Equivalent anisotropic permeability of shale rocks: Effect of micro-fractures

Abstract

Abstract The extensive opening-mode micro-fractures, including horizontal bedding fractures and vertical structural fractures, are prevalent in shale rocks. Because of a huge difference with many orders of magnitude in permeability from the nearly impermeable shale matrix and those highly conductive micro-fractures, the micro-fractures are believed to contribute substantially to the macro-scale anisotropic flow properties of shale. Nevertheless, up to the present day, there has been no comprehensive research on this topic. Previous works simply employed a fixed pattern of micro-fractures and did their simulations. In this work, the finite difference method is employed to perform steady-state numerical simulation.
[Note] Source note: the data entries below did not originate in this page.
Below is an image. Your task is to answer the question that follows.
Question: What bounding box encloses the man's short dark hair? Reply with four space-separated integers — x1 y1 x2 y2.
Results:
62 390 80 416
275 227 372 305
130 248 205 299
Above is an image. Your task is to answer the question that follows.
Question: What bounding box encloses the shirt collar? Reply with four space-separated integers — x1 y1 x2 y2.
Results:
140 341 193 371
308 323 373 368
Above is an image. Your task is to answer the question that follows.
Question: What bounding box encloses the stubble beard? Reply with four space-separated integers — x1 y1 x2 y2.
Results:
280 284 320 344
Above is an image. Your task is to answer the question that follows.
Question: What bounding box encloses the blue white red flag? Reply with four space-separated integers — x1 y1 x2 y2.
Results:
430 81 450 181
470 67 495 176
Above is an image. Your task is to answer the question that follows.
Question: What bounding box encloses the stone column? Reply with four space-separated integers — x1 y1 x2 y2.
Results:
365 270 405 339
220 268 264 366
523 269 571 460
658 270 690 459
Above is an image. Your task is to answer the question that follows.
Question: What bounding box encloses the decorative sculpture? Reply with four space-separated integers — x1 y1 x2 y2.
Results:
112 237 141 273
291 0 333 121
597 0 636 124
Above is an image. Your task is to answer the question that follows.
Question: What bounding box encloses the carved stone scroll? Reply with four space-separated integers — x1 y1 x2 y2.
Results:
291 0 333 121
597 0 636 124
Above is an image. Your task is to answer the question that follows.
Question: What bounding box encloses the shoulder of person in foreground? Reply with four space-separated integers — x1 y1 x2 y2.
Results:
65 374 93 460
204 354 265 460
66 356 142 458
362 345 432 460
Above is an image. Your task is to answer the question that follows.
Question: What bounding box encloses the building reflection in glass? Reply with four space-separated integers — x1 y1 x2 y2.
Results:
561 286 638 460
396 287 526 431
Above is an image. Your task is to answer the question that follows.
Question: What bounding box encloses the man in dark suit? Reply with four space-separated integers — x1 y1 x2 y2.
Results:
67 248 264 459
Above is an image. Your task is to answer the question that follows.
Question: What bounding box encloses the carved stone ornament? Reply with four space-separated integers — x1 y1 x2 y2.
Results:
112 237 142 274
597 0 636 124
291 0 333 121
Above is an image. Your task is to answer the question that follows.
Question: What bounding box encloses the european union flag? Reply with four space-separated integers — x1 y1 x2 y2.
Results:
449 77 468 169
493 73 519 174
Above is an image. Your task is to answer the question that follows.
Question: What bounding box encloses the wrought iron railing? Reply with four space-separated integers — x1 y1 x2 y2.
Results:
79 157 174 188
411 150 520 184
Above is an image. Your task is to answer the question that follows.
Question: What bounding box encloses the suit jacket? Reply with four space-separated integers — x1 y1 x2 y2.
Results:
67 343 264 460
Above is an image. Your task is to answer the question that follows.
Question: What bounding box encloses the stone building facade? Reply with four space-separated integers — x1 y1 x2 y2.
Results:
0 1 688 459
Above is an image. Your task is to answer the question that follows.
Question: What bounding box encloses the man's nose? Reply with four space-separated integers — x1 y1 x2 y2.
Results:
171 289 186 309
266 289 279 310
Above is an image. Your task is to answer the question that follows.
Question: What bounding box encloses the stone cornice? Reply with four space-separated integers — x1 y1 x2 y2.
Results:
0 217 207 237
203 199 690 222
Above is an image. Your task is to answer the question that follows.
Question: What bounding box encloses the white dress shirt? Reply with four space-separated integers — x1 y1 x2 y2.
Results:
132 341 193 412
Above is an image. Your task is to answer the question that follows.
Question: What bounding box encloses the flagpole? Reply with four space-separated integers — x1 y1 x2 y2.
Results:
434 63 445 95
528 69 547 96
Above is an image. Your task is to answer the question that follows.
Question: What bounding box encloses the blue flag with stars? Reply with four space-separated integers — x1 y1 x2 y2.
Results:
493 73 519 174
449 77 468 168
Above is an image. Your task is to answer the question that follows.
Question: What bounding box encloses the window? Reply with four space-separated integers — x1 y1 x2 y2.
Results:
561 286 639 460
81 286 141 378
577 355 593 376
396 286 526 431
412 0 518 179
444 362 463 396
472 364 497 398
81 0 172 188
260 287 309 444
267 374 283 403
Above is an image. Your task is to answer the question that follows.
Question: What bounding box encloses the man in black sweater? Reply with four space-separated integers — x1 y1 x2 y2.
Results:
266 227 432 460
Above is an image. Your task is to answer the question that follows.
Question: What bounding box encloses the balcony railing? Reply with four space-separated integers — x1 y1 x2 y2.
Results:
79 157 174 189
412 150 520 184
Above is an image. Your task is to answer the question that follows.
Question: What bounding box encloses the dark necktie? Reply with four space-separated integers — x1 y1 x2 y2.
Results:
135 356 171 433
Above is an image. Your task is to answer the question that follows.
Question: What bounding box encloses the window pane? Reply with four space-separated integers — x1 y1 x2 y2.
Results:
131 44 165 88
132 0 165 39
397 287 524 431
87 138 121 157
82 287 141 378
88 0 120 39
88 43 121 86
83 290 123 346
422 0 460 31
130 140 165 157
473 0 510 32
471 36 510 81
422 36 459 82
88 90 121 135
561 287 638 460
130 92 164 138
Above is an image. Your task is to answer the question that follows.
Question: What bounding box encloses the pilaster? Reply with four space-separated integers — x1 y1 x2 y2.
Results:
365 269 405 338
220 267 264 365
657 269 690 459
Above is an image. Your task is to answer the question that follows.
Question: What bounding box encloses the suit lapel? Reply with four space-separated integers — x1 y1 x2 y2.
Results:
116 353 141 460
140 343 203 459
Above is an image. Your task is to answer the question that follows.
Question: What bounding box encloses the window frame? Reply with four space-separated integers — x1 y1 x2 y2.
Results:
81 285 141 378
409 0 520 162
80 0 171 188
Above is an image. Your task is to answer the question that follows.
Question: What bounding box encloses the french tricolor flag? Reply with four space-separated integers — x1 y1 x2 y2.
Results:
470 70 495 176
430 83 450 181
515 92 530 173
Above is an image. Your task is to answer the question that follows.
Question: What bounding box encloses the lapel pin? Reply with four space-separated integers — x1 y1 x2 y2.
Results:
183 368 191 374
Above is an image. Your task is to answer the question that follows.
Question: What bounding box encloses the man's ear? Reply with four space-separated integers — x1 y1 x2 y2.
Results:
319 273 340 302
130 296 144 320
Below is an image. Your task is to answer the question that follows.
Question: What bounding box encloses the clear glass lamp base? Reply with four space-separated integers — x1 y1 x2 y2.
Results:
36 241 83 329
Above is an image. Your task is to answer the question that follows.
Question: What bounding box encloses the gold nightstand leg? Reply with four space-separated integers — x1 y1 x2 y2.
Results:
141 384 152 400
The impact of micro-fractures on the flow capacity of shale rocks is characterized by the concept of normalized equivalent permeability. The concepts of bedding thickness, filling spacing and filling ratio are utilized to characterize the distribution pattern of horizontal bedding fractures. The length and number of vertical structural fractures are also considered. The validation of several simplistic scenarios against known results guarantees the correctness and accuracy of the numerical code. Comprehensive sensitivity analysis using realistic ranges of parameters based on literature is conducted for the two scenarios: (i) horizontal bedding fractures only, and (ii) horizontal bedding fractures and vertical structural fractures, moreover, both uniform and random distributions are discussed and then compared. Effects of bedding thickness, filling spacing and filling ratio of horizontal bedding fractures, the length and number of vertical structural fractures, the connectivity between horizontal bedding and vertical structural fractures, and the random distribution attribute of fractures on the anisotropic permeability of shale, including horizontal and vertical components, are discussed. This is the very first work that comprehensively investigates the effect of micro-fractures on the anisotropic permeability of shale rocks, which can help improve the understanding of the flow capacity of shale rocks and even the hydraulic properties of similar kinds of fractured material. Also, it is very useful for modeling the fluid flow to enhance oil/gas recovery in shale reservoirs.